Further, the method for producing a plate-shaped composite oxide and its solid solution crystal fine particles according to the second invention includes mixing a solution of a compound of each component element constituting the oxide solid solution and a precipitating agent to co-precipitate the resulting precipitate. A mixed solution of the fluxing agent and a water-soluble fluxing agent solution is dried, the resulting mixture is heated above the melting point of the fluxing agent, and the precipitated oxide solid solution crystal particles are separated and removed from the fluxing agent. This method has the advantage that it has a uniform crystal structure that could not be obtained by conventional methods, and that plate-shaped composite oxides and solid solution crystal fine particles thereof can be produced with high purity and extremely easily.

[Brief explanation of the drawing]

FIG. 1 is a diagram showing the relationship between the amount of yttrium oxide added to zirconium oxide and the content of tetragonal or cubic crystals, and FIG. 2 is a diagram showing the relationship between the amount of yttrium oxide added to zirconium oxide and the content of tetragonal or cubic crystals. FIG. Transmission electron micrographs of crystalline fine particles, FIGS. 3 and 4 are transmission electron micrographs of plate-shaped oxide solid solution crystalline fine particles obtained by another implementation of the production method of the present invention.
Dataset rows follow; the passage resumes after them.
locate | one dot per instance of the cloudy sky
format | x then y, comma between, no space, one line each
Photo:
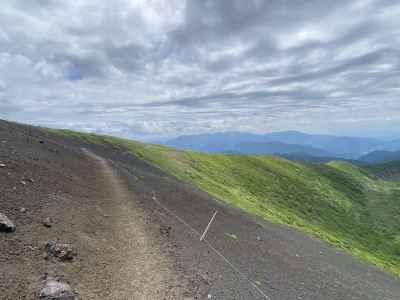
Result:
166,67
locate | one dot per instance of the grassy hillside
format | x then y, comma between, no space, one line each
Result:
347,206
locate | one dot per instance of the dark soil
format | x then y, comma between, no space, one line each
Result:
52,177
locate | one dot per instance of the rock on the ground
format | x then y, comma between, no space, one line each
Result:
5,224
47,222
61,251
57,290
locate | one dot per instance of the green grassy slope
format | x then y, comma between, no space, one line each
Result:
347,206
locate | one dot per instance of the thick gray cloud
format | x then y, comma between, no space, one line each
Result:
162,67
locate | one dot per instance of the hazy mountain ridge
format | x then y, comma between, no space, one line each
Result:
284,142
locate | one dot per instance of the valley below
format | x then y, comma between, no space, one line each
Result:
134,214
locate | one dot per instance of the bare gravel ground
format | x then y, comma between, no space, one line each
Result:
137,231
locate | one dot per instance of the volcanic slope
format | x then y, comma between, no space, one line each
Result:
244,256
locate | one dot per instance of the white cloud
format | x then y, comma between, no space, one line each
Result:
154,67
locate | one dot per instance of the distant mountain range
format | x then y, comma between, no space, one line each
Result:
380,156
292,145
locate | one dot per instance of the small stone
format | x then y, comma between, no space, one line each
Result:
5,224
57,290
47,222
64,252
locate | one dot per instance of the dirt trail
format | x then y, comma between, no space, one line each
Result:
138,269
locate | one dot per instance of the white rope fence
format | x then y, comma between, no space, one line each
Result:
202,236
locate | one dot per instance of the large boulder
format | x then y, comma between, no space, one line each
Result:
63,252
5,224
57,290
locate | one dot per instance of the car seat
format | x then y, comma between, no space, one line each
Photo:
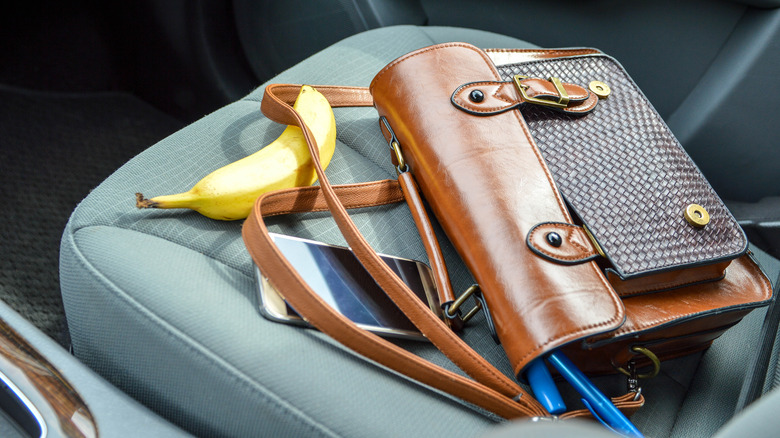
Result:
163,303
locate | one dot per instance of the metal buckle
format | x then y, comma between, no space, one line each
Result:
395,147
452,310
631,372
563,96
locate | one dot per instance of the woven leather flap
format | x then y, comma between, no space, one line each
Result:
625,175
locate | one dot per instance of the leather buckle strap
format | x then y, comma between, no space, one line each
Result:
492,390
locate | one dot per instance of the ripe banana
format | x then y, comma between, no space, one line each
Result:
229,192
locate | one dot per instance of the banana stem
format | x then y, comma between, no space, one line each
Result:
180,200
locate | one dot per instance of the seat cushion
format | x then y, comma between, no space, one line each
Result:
163,302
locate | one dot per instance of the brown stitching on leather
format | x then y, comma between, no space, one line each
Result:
340,213
615,299
344,190
573,52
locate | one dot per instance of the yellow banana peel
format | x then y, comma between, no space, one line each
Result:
229,192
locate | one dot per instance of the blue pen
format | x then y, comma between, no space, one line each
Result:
544,388
595,400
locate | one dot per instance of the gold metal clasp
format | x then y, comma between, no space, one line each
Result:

Outer figure 1

Claims (1)

[Claims] 1. A plate-like composite oxide and its solid solution crystal fine particles. 2. A solution of the compound of each component element constituting the composite oxide and its solid solution is mixed with a precipitant to cause coprecipitation, and a mixed solution of the obtained precipitate and a water-soluble fluxing agent solution is dried. A method for producing a plate-shaped composite oxide and solid solution crystal fine particles thereof, which comprises heating the obtained mixture above the melting point of the flux agent, and separating and removing precipitated oxide solid solution crystal particles from the flux agent.